By Vincent R. Pozon
I recently republished on Our Brew a scholarly article on corruption. While it had a prescription, it carried a bleak warning: when people believe corruption is universal, they surrender. They tell themselves “it’s okay, this is the way things are done here.” They do what defeated societies always do — normalize decay.
And when a people normalizes decay, dynasties become the default redeemers. "Di baleng korap, may nagagawa naman". The logic comes from fatigue: if everything rots, choose the rot that at least builds a road or two.
Choose the evil you can make your son’s godfather.
The article (below) argued that when citizens realize corruption is not as widespread as they think, they become more willing to act differently. They feel their small acts matter.

But we have lost that battle
Corruption is widespread. It is systemic. It is worse now — worse than during Marcos’s time. Every day uncovers new instances. The scale is now industrial.
“The corrupt is not someone who comes by and visits. He is there everyday.”
Former socioeconomic planning secretary Romulo Neri’s “moderate your greed,” and President Marcos Jr.’s “mahiya naman kayo” are confessions: corruption cannot be eradicated; only the volume can be adjusted.

But wait – something new is happening.
We are angrier now.
Veteran journalist Danny Buenafe told me something only someone who has seen everything can say:
“As a journalist for more than four decades, never have I seen this kind of public outrage.”
While the old may succumb to calls for calm and distraction, the new factor is the young.
The young are marching almost every day. They have injected the fight into everything: shirt designs, chants in basketball games, the way they talk online.
Their anger is live, pulsating.
Social media overflows with videos of the floods’ destructive power, taken by those trapped on rooftops, clinging to whatever was left of home and safety.
The young saw it, suffered it, recorded it.
They will not forget the connection: the collapsed dikes, the submerged streets, the families stranded on roofs — all because flood control funds were siphoned into mansions, Rolls Royces and Rolexes, yachts, aircraft, and jewelry.
Their anger has toppled governments elsewhere: in Nepal, where Gen Z protests forced the resignation of the prime minister; and in Madagascar, where youth-led demonstrations pushed out a president.
This rising generation has already shifted the nation’s pulse — rebuking frivolous candidates, shaping the last election, and taking to the streets with a throbbing fury.
The young — as we once did in our time — can carry this fight forward.

That instinct to look away is the oldest ally of the corrupt.
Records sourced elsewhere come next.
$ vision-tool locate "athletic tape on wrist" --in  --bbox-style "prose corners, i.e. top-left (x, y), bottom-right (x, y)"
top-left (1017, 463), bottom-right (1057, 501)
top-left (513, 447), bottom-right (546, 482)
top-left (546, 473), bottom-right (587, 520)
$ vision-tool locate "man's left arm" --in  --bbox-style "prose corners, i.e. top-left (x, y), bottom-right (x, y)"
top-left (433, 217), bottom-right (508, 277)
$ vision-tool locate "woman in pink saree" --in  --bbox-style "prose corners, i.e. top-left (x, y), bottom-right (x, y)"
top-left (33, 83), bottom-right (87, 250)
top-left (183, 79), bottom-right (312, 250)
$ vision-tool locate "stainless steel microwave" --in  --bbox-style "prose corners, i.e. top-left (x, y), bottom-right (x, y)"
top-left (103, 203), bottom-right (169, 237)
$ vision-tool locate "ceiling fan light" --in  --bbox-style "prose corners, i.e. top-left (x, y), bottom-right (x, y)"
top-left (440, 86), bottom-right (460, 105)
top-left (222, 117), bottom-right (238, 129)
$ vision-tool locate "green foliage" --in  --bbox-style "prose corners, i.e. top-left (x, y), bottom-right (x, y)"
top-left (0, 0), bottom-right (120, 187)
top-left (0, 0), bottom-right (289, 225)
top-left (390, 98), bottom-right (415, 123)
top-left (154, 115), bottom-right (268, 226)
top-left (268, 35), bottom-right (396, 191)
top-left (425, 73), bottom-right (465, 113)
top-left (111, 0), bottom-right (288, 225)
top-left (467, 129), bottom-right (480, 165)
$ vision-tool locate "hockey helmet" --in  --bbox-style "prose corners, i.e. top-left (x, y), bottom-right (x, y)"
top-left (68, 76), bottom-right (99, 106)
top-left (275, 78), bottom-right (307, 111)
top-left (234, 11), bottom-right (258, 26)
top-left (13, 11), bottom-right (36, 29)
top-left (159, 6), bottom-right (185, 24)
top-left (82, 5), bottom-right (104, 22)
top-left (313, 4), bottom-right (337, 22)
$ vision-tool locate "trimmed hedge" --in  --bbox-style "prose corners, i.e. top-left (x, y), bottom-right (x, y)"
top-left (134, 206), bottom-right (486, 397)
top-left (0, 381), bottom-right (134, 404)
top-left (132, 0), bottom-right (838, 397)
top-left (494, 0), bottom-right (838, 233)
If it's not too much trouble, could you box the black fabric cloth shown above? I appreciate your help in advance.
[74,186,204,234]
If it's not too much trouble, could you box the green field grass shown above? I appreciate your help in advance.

Distraction is their oxygen. They count on our abbreviated attention spans, on our readiness to move on to the next show, the next scandal, the next trending story.
If those of us in communication have a duty at all, it is this: to give the young legs in media — to let their indignation travel farther than their marches ever can; to let their chants enter homes, feeds, timelines, and into in the nation’s ear.
There is only one topic now: "Ikulong na yan, mga kurakot"
Until hundreds of handcuffs are clicked, no other subject deserves oxygen. To stay angry is not extremism; it is self-defense. It is the only way to prevent the ending we know too well — outrage blunted, hearings forgotten, the guilty laughing.
Anger is the last functioning instrument available to Filipinos who love their country.
To stay angry is to refuse the drift toward resignation.